Appel à une réflexion sur les fondements de nos sociétés

   Les théories du Care appellent donc la vigilance en raison de l’instrumentalisation politique et idéologique dont elles peuvent faire l’objet. Il n’y a pourtant pas la moindre cohérence globale parmi tous les différents auteurs du Care, qui oscillent entre lutte des sexes et féminisme de l’indifférenciation, référence constante au domaine médical et volonté d’universalisation, éthique et politique. C’est précisément dans cet amalgame de pensées contradictoires que réside la confusion et le danger.

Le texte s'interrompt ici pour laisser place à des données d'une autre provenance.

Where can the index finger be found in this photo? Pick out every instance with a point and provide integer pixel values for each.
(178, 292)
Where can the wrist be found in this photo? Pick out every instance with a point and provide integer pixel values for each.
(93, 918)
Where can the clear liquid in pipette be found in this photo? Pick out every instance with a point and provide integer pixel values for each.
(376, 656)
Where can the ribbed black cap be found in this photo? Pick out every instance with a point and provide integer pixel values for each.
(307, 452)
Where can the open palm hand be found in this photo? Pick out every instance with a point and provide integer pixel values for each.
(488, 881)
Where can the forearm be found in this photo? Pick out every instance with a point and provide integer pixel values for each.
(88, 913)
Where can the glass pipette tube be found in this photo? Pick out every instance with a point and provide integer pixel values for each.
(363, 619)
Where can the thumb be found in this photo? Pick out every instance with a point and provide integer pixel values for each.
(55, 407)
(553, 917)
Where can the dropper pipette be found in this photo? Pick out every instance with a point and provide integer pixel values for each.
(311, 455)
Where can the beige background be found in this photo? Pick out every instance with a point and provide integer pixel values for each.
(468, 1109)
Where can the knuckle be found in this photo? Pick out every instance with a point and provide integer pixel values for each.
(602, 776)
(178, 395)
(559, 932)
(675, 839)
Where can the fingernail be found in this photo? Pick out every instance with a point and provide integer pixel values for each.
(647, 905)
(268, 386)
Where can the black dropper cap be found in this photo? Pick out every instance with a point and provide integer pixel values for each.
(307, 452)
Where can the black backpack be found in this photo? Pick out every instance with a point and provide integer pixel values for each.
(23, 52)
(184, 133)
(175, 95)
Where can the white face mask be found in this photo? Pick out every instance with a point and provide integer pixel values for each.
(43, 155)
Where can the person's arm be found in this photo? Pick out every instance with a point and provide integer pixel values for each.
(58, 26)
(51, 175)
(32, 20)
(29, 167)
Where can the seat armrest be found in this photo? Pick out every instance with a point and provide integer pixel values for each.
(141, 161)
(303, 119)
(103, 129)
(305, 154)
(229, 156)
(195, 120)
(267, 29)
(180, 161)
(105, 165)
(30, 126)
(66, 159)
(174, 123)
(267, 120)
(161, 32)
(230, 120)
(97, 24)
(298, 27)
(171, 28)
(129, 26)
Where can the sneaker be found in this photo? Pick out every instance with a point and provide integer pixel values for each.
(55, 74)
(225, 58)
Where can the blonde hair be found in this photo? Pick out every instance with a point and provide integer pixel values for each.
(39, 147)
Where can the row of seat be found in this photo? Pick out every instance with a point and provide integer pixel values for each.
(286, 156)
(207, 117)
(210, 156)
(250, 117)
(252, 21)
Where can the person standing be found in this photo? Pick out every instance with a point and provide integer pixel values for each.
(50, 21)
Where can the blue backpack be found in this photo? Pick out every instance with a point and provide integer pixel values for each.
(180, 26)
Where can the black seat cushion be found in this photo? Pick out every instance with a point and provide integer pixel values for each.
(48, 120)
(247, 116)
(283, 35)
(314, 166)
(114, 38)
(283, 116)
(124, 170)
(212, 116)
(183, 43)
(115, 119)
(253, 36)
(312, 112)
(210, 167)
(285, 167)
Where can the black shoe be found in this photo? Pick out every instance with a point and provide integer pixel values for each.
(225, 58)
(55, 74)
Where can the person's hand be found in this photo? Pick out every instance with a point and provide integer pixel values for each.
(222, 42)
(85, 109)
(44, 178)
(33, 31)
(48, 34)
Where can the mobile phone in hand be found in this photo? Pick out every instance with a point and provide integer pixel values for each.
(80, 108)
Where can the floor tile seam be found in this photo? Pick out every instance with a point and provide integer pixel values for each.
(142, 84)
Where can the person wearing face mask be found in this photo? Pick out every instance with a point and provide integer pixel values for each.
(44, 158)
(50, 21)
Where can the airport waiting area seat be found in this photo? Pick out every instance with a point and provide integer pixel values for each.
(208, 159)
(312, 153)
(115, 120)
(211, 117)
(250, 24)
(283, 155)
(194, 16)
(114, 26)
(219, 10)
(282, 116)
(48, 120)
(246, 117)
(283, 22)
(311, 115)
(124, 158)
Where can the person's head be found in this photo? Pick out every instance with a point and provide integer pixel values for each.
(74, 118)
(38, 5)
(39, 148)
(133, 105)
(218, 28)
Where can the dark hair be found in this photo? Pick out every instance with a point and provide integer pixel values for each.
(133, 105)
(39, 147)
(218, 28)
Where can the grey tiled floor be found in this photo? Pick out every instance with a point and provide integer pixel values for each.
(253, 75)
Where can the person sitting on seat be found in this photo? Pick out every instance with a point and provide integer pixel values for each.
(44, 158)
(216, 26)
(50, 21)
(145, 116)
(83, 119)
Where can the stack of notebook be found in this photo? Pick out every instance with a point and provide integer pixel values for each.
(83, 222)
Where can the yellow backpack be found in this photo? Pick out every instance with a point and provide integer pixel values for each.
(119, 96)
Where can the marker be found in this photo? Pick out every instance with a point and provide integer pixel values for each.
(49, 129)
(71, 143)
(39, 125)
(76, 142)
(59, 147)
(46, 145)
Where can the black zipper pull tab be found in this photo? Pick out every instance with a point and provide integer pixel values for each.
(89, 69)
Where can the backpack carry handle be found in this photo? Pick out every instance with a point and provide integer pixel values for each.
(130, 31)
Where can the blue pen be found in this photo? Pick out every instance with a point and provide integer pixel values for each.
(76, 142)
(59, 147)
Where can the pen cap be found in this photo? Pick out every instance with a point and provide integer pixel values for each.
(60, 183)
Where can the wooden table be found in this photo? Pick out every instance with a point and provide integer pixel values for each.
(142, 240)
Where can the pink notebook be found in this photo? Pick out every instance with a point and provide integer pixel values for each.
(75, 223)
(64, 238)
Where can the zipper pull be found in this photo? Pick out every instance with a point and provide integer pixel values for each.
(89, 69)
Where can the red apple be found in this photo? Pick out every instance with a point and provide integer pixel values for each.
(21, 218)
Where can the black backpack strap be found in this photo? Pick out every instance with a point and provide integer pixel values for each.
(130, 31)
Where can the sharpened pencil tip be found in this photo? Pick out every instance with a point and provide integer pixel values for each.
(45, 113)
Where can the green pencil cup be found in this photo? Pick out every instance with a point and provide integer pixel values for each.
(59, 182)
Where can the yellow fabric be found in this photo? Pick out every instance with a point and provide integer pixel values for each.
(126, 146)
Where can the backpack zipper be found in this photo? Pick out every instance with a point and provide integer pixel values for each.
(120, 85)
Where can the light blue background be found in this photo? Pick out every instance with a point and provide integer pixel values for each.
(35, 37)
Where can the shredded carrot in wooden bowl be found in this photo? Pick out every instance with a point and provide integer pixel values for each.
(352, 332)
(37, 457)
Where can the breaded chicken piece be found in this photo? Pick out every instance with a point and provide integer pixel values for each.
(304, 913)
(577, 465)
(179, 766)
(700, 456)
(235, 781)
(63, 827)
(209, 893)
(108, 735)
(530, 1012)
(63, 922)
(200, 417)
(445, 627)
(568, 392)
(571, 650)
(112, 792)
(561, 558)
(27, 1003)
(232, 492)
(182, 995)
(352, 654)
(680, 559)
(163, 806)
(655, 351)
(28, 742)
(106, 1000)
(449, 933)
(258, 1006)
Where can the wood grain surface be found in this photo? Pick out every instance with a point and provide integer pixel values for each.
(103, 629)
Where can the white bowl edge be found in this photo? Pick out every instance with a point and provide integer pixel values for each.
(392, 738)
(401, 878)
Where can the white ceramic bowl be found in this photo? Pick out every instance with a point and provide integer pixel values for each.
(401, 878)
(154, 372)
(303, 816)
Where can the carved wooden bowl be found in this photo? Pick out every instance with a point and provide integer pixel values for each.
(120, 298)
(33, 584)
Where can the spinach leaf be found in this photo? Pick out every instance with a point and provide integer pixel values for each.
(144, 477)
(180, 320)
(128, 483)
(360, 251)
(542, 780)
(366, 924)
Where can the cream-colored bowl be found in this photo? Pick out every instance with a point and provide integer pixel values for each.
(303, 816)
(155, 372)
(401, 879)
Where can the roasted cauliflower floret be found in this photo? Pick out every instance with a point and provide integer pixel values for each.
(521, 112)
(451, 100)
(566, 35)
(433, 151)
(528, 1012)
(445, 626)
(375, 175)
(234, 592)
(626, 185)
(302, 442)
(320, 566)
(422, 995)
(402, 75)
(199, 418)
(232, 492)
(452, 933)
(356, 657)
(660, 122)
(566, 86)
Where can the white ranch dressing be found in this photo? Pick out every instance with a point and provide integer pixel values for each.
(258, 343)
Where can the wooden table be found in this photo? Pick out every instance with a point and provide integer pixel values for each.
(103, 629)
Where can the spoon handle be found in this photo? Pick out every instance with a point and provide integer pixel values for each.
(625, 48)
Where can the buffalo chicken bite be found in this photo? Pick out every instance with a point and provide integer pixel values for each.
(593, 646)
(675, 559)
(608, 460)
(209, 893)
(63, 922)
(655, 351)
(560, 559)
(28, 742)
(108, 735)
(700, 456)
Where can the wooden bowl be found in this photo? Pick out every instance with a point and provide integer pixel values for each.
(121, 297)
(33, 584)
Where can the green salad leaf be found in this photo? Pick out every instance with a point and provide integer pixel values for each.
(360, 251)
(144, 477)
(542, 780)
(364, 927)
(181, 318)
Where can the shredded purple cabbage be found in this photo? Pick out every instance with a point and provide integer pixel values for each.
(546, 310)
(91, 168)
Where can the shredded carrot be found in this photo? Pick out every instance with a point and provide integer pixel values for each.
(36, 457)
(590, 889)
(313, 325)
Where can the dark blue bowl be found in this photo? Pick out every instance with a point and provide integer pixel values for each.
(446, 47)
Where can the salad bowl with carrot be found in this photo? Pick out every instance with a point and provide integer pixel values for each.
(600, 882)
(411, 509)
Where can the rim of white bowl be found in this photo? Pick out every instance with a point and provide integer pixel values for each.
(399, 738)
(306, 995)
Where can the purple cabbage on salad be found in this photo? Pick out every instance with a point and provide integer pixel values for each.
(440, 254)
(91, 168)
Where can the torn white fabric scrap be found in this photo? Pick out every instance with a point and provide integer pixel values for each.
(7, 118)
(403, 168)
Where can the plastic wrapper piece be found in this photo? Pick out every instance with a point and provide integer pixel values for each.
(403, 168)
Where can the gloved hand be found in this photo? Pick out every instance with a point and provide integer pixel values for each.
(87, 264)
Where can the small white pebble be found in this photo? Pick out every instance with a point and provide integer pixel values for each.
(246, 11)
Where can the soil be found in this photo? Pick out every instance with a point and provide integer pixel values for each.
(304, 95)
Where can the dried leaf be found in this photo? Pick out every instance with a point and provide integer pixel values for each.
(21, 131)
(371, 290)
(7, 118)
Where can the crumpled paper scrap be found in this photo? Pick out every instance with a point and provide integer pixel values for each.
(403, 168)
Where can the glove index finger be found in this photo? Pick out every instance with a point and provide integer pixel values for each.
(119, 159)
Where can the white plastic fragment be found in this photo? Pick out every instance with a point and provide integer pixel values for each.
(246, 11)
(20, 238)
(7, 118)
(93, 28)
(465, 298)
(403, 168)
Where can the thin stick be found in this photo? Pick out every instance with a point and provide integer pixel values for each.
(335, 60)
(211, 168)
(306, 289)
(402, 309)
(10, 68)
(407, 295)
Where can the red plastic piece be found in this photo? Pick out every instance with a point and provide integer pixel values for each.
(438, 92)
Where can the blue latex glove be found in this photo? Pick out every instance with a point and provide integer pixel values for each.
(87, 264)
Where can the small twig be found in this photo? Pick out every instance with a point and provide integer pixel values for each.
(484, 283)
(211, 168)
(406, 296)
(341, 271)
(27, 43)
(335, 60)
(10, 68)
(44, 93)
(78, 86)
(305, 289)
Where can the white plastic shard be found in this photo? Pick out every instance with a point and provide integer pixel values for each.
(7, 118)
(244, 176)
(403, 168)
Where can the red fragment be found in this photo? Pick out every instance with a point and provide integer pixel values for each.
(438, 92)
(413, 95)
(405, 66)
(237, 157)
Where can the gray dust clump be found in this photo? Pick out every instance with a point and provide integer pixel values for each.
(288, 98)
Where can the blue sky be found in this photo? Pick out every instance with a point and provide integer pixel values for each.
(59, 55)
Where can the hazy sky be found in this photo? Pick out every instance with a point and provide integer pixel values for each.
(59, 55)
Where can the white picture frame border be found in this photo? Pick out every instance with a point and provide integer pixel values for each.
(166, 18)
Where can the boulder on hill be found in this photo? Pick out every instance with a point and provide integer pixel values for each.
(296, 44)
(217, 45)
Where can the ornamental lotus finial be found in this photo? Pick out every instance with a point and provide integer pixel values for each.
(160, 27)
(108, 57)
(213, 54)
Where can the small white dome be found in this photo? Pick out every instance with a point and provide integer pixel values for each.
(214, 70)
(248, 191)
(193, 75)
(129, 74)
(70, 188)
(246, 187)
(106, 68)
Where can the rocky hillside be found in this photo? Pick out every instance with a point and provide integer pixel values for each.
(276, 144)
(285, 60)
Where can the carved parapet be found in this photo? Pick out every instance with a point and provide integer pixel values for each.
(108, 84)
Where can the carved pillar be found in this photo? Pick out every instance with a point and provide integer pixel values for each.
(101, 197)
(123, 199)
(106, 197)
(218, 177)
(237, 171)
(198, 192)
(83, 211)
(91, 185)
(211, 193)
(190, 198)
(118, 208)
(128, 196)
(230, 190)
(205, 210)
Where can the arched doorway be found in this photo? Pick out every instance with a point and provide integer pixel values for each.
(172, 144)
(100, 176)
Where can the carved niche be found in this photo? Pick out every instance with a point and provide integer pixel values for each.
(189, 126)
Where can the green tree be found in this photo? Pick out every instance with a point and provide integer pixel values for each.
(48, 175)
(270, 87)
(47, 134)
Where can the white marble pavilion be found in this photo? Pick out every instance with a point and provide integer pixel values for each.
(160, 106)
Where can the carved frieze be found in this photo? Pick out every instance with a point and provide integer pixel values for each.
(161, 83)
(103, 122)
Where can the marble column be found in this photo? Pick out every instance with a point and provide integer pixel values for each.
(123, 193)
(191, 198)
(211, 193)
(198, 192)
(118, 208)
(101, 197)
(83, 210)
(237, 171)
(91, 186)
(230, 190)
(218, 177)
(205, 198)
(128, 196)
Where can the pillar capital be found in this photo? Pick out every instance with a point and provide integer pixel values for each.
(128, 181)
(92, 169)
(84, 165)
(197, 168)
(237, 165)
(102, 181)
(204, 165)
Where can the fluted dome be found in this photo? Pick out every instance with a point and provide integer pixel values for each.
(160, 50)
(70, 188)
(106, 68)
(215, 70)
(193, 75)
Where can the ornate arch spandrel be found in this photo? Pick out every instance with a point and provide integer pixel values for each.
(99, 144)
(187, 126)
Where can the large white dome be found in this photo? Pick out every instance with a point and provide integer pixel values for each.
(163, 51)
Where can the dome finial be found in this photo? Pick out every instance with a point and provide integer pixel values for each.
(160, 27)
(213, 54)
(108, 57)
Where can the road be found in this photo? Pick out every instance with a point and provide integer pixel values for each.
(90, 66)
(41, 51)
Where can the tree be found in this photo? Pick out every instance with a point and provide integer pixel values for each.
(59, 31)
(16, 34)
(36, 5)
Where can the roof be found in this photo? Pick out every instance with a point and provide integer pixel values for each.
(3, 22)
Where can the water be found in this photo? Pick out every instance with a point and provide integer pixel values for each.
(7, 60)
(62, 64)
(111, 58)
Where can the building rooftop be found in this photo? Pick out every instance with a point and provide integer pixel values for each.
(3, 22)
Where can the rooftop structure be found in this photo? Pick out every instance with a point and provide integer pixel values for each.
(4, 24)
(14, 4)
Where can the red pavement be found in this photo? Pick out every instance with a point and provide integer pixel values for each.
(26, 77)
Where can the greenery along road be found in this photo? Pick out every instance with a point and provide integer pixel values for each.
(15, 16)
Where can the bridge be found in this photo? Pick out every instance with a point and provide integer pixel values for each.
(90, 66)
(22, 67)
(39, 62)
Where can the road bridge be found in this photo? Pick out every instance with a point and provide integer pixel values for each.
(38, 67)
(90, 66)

   Le Care est un courant de pensée complexe et divers, dans lequel il est pourtant possible de puiser de nombreuses pistes de réflexion. Le soin apporté aux plus faibles est un élément clé des théories du Care qui peut être repris et développé en un sens très positif. Elles sont aussi un rappel du rôle que peuvent jouer les femmes et de l’importance des spécificités féminines pour la construction d’une société solide. Certaines théories du Care peuvent enfin fonctionner comme un puissant antidote au mépris du corps, de la maternité, hérité de Simone de Beauvoir, contrepoison efficace aux différentes idéologies qui prétendent re/dé-construire les identités sexuées de chacun sans égard à une corporéité jugée insignifiante.

   Chacun des moments du développement de ce courant de pensée est une invitation à repenser en profondeur les structures de nos sociétés.
1) Penser une sensibilité morale différente entre hommes et femmes peut permettre de repenser nos systèmes éducatifs avec une égalité de traitement entre garçons et filles repensée afin de respecter les spécificités de chaque sexe.
2) Penser l’homme comme un être avant tout relationnel peut permettre de remettre l’attention aux autres et le lien social au centre de nos modèles de société, de notre façon de penser l’homme.
3) Penser une alternative aux modèles de société dans lesquelles nous vivons peut permettre de sortir des impasses de l’idéologie dominante.

   Il ne s’agit donc pas de reprendre telle quelle une théorie dont les points faibles sont évidents, mais de retravailler le Care en profondeur, d’en rectifier les erreurs pour revenir aux prémisses intellectuelles valides qui les fondent – importance fondamentale de l’Autre dans la construction de soi, primauté du lien social, et reconnaissance des spécificités de chaque sexe –, pour ensuite, à partir de bases saines, pouvoir proposer un projet de société constructif.

 

Site des Antigones :ici

[1] Dans « Un monde vulnérable » elle définit le Care comme « une activité caractéristique de l’espèce humaine qui inclut tout ce que nous faisons en vue de maintenir, de continuer ou de réparer notre « monde » de telle sorte que nous puissions y vivre aussi bien que possible. […] Nous cherchons à tisser ensemble dans un maillage complexe qui soutient la vie ».
[2] « La transcription politique de l’éthique du Care« , propos recueillis par Pierre Boisson pour le Parti Socialiste.